We used to have a folder with millions of small (2-3kb of size) files. This almost broke the system so we fixed the code that was generating so many files and wrote a crontask that erased all the files within the directory (because rm wasn't working)

At first everything went smooth, you type ls and you got full list of the 4-5 remaining files.

On the next day however when I typed ls the system took forever to execute the command (it took minutes) and the system load went over 20 which scared me a lot.

It's basically like this for months now. The first time of the day when I do ls the system borderline slows to a crawl and eventually returns a list of ... 5 files and no subfolders.

I believe it's some ext4 cache, I've tried running various commands to no avail.

Is there anything else I could do to force ext4 to erase the cache.

The system is running in RAID 1 mode. Running cat /proc/mdstat shows that both drives are fully functional and synchronized. smartctl says the drive is in good health as well. hdparm returns the following

hdparm -tT /dev/sda1
/dev/sda1:
Timing cached reads:   19238 MB in  2.00 seconds = 9629.50 MB/sec
Timing buffered disk reads: 316 MB in  3.01 seconds = 104.92 MB/sec
Sk1ppeR
  • 123

1 Answers1

4

This is a known problem with file systems in the Ext family; see Why directory with large amounts of entries does not shrink in size after entries are removed? for details.
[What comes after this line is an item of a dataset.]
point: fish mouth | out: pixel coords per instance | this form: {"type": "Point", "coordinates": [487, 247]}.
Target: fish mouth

The only way to fix this is to re-create the directory. First, rename the existing directory (this will avoid problems with processes attempting to open files there):

mv brokendir repairdir/

Then, create a new directory (not using the old name, yet):

mkdir newdir

Move all the contents of the broken directory to the new directory:

mv repairdir/* newdir/
mv repairdir/.[!.]* newdir/
mv repairdir/..?* newdir/

(as three separate commands so that you know exactly what’s going on if one of them fails, e.g. if there are no hidden files to move).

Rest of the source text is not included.